Prove using the delta epsilon definition that
$$ L = \lim_{(x,y)\rightarrow (0,0)}\frac{x^5e^{xy}}{x^2+e^y}=0 $$
What I have done so far: $$\left | \frac{x^5e^{xy}}{x^2+e^y}-0 \right |< \epsilon \;\;\;\;\;\;\;\;\;\;\;\;\;\;\; 0<\sqrt{x^2+y^2}<\delta$$
Then $$ \left | \frac{x^5e^{xy}}{x^2+e^y}-0 \right |=\left | \frac{x^5e^{xy}}{x^2+e^y} \right |\leq \left | \frac{x^5e^{xy}}{x^2} \right |=\left | x^3 \right |\left | e^{xy} \right |=... $$
And this is where I get stuck, how should I proceed?
On
Be careful! You will also want to take limit along $x=0$ too so you shouldn't leave $x^2$ alone in the denominator.

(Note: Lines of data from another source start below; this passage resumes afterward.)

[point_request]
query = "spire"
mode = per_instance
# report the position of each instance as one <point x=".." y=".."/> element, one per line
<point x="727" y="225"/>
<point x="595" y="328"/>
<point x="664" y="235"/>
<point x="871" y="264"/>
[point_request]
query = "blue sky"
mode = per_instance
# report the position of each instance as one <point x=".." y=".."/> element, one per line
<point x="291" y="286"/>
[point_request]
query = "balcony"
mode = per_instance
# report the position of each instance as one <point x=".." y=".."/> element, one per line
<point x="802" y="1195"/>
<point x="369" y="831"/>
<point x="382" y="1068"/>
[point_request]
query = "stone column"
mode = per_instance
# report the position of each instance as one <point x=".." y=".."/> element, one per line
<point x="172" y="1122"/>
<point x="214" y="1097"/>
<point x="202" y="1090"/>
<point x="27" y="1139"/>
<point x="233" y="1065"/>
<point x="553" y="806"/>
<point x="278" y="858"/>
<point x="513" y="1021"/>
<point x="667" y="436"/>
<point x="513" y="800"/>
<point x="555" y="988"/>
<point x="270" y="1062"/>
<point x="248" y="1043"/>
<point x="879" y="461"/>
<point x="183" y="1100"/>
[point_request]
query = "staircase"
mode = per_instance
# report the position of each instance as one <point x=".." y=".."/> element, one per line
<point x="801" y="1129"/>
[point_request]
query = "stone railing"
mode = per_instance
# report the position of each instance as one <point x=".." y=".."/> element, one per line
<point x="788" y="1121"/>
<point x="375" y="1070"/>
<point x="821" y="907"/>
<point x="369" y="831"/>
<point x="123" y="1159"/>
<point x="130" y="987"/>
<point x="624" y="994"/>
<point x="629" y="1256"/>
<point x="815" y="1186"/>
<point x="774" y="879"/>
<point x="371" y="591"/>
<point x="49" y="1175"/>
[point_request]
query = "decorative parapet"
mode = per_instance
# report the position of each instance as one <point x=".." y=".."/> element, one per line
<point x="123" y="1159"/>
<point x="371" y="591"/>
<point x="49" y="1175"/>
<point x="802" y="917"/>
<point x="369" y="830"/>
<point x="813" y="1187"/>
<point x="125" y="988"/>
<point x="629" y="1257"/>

Instead, look at $$ \left\lvert\frac{x^5 e^{xy}}{x^2+e^y}\right\rvert \leq \frac{\lvert x^5 e^{xy}\rvert}{e^y}=\lvert x^5\rvert\cdot e^{(x-1)y} $$ where the inequality comes from $e^y>0$ and $x^2\geq 0$.
On
$$ L = \lim_{(x,y)\rightarrow (0,0)}\frac{x^5e^{xy}}{x^2+e^y}=0 $$
Now $$\left | \frac{x^5e^{xy}}{x^2+e^y}-0 \right |< \epsilon \;\;\;\;\;\;\;\;\;\;\;\;\;\;\; 0<\sqrt{x^2+y^2}<\delta$$
Then $$ \left | \frac{x^5e^{xy}}{x^2+e^y}-0 \right |=\left | \frac{x^5e^{xy}}{x^2+e^y} \right |\leq \left | \frac{x^5e^{xy}}{e^y} \right |=\left | x^5 \right |e^{(x-1)y} $$
$$ <\left | x^5 \right |e\leq \left | x^2 \right |e\leq \left | x^2+y^2 \right |e\leq \left | x+y \right |e $$ $$ \leq e\sqrt{x^2+y^2}<e\delta $$ Thus
$$ e\delta=\epsilon \Rightarrow \delta=\frac{\epsilon}{e} $$
Note that for $|x|,|y|<1$ you have that $|e^{xy}|<e$ and $|x^3|\leq|x^2|\leq|x^2+y^2|$.
Can you proceed, choosing $\delta$ small enough so that the given expression is less than $\epsilon$?